[Voyages in Search of the North-West Passage by Richard Hakluyt]@TWC D-Link bookVoyages in Search of the North-West Passage INTRODUCTION 10/41
They reached the parallel of eighty-two degrees forty-five minutes, which was the most northerly point trodden by the foot of man. From that point they returned.
In those high latitudes they met with a phenomenon, common in alpine regions, as well as at the Pole, red snow; the red colour being caused by the abundance of a minute plant, of low development, the last dweller on the borders of the vegetable kingdom. More interesting to the sailors was a fat she bear which they killed and devoured with a zeal to be repented of; for on reaching navigable sea, and pushing in their boats to Table Island, where some stones were left, they found that the bears had eaten all their bread, whereon the men agreed that "Bruin was now square with them." An islet next to Table Island--they are both mere rocks--is the most northern land discovered.
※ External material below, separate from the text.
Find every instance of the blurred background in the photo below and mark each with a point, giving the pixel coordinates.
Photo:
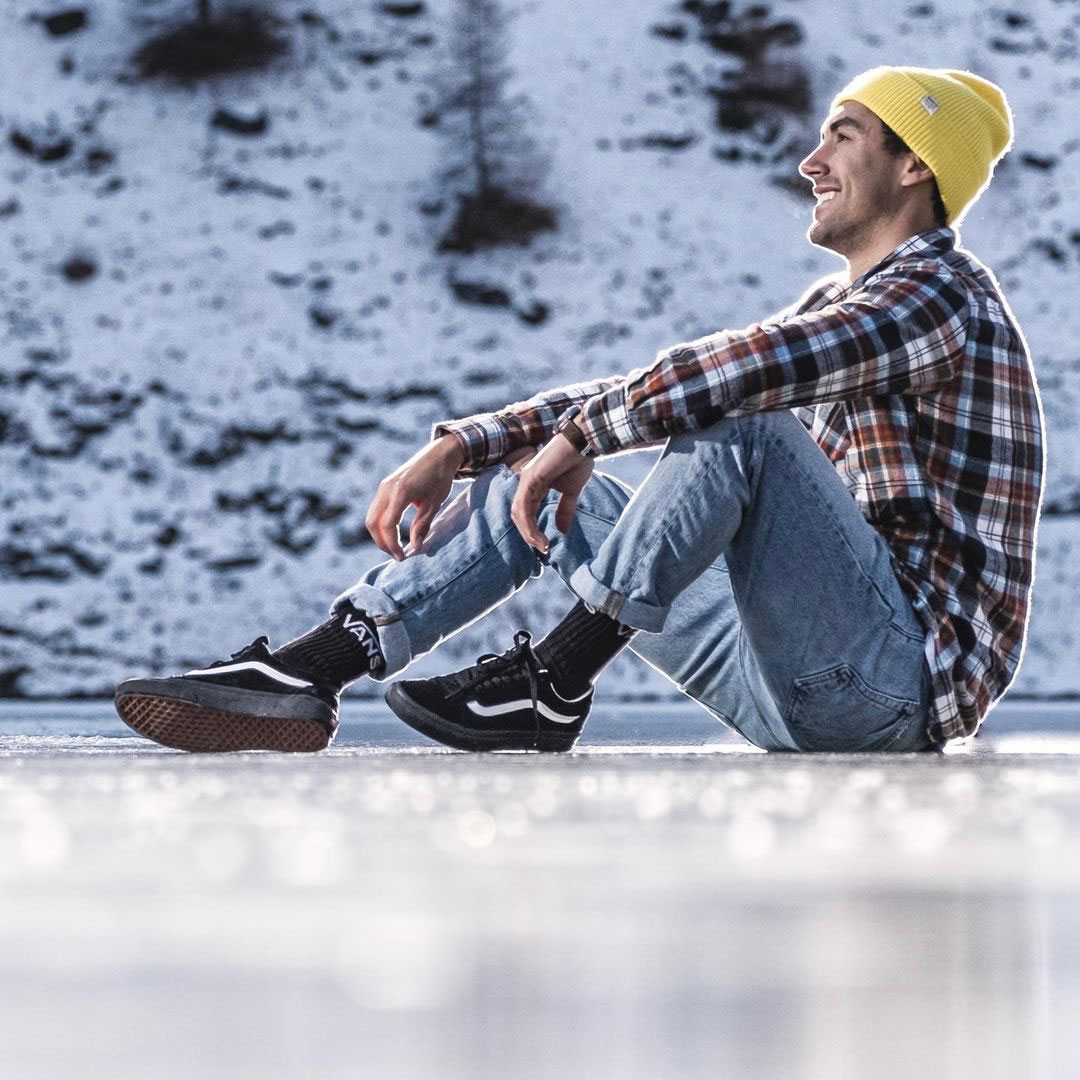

Therefore, Parry applied to it the name of lieutenant--afterwards Sir James--Ross.
This compliment Sir James Ross acknowledged in the most emphatic manner, by discovering on his part, at the other Pole, the most southern land yet seen, and giving to it the name of Parry: "Parry Mountains." It very probably would not be difficult, under such circumstances as Sir W.Parry has since recommended, to reach the North Pole along this route. Then (especially if it be true, as many believe, that there is a region of open sea about the Pole itself) we might find it as easy to reach Behring Straits by travelling in a straight line over the North Pole, as by threading the straits and bays north of America. We turn our course until we have in sight a portion of the ice-barred eastern coast of Greenland, Shannon Island.
Somewhere about this spot in the seventy-fifth parallel is the most northern part of that coast known to us.
Colonel--then Captain--Sabine in the _Griper_ was landed there to make magnetic, and other observations; for the same purpose he had previously visited Sierra Leone.